Importantly, this is the first study to successfully predict actual suicidal behavior rather than relying on surrogate markers, such as self-reported measures from questionnaires. This marks a significant advancement in suicide prevention research, as it demonstrates the feasibility of using AI to analyze naturalistic voice data for the identification of suicide risk. These findings hold promise for improving early detection efforts and tailoring interventions to prevent suicide, particularly in the critical period leading up to the event.
Future research
Our future research efforts will focus on a rigorous validation of the results by acquiring data in a clinical study featuring well-diagnosed patients. Furthermore, the exploration of additional acoustic feature groups, such as tempo, rhythm, spectral features, and nuanced analysis of pauses (both filled and unfilled), presents an avenue to further increase the model’s performance. The consideration of larger datasets based on automated analysis, allowing for the formation of a holdout set, improving upon the current cross-validation approach for a more robust evaluation of the results. Moreover, the incorporation of more extensive datasets could facilitate the application of alternative, end-to-end AI approaches, including transformer models. Additionally, textual information (use of certain word classes or a particular ratio of word classes) is needed to make the analysis more comprehensive. Furthermore, differentiating between various psychopathologies that contribute to depression, suicidal ideation, and death by suicide within the general population will provide deeper understanding of the complexities surrounding mental health. One way to achieve these goals would be to integrate voice biomarker analysis into national suicide prevention hotlines.
Ethical considerations
The integration of AI and ML in health data analysis poses numerous ethical issues that should be carefully considered. It is imperative to safeguard individual privacy while weighing against the potential benefits to well-being. As highlighted by Lejeune et al.35 ‘the application of AI to health data will require robust cyber security as well as a clear legal framework’ (p.7). This group of researchers further emphasizes that while AI holds great promise, there is a need for caution, as it could introduce a responsibility problem, i.e. overreliance on technology in healthcare decision-making.

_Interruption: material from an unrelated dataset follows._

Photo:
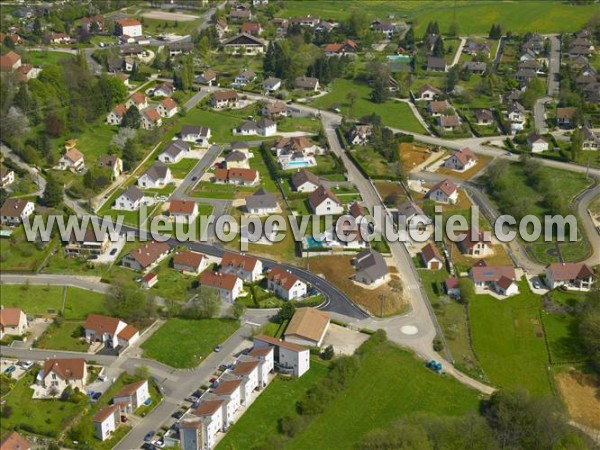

They argue that such reliance may lead to diminished human oversight and accountability in clinical settings. Consequently, AI should be regarded as a tool to complement, rather than replace, human clinical judgment. Ensuring that healthcare professionals remain integral to the decision-making process is essential to maintain the quality and ethical standards of patient care. Furthermore, while this study highlights the potential of repurposing publicly available data for addressing critical health challenges and gaining valuable insights (data collection procedure which has been validated by an ethics board), we strongly agree that the development and deployment of AI systems in healthcare must be guided by foundational ethical principles, including transparency, fairness, and the right to privacy, to build trust and ensure the responsible use of technology.